DjangoCon 2011 – Testing: The Developer Strikes Back

Next up is “Testing: The Developer Strikes Back” by Sandy

“Code not tested is broken by design” – Jacob Kaplan-Moss Every programming project has unique testing needs. It’s not always easy to understand what those needs are, or how to write tests that satisfy them. One of our goals as developers is to write tests that minimize failures in production that can cost our companies time, money, resources, and in many cases, hours of sleep!

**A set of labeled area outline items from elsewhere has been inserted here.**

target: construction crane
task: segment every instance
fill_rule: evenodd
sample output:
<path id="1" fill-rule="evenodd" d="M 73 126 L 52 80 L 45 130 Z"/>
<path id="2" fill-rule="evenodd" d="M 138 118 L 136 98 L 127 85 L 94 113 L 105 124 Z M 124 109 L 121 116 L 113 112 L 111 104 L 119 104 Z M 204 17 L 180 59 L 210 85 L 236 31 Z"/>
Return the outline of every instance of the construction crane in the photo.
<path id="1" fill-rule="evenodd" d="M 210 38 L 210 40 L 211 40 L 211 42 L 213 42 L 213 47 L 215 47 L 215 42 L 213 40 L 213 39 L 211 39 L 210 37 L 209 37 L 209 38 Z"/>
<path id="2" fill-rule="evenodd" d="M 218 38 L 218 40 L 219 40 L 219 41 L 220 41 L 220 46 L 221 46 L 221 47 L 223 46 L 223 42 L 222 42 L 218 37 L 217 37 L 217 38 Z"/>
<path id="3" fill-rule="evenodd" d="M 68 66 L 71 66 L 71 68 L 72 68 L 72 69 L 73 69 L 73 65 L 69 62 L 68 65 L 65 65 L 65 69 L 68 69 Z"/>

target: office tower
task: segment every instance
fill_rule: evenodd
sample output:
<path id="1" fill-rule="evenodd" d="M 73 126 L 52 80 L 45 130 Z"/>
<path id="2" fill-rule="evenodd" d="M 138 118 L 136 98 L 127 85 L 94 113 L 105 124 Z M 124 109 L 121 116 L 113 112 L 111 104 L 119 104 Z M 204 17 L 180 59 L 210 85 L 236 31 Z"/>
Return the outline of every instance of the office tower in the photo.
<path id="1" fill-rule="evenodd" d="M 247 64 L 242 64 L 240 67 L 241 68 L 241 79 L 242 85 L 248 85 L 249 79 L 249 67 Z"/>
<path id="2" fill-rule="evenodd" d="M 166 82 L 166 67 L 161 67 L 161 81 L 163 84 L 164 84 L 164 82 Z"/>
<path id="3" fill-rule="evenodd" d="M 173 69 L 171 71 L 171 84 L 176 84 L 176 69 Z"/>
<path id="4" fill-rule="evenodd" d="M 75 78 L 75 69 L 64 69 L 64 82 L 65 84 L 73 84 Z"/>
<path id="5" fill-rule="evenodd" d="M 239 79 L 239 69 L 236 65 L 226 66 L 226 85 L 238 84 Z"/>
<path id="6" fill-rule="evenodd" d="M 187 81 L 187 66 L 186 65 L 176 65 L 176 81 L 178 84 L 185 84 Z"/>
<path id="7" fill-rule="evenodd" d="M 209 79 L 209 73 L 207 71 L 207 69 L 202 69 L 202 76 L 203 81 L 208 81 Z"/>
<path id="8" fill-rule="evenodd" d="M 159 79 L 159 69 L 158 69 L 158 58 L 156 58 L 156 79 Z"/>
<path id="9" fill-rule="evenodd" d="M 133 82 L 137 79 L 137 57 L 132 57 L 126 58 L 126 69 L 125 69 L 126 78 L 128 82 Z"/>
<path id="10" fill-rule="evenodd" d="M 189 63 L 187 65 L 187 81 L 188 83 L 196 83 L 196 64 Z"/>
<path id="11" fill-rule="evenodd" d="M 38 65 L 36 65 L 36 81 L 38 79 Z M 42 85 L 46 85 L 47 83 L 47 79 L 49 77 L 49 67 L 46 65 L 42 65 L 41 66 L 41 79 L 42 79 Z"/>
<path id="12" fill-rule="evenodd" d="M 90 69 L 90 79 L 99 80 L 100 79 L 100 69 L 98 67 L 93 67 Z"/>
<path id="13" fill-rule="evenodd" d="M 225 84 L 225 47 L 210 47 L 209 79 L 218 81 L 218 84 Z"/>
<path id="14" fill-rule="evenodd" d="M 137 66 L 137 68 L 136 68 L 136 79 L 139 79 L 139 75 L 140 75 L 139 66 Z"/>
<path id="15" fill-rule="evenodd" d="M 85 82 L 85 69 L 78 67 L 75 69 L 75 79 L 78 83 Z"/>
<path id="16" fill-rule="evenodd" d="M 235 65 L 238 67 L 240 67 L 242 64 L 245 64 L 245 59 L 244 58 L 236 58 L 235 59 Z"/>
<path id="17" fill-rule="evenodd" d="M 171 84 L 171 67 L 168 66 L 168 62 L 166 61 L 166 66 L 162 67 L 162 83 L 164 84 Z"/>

You can view Sandy’s talks at https://docs.google.com/present/view?id=0AVthC0Z3iw8DZGRrdnFzeGdfN2c5bWJ6d2Y1&hl=en_US

Updates below:

18.01

Tests don’t replace good documentation

17.59

When writing tests, pretend that you’re a user and test against what they would be doing.

17.56

How do you train your developers between “My test suite passes” and “My test suite actually tests my code”?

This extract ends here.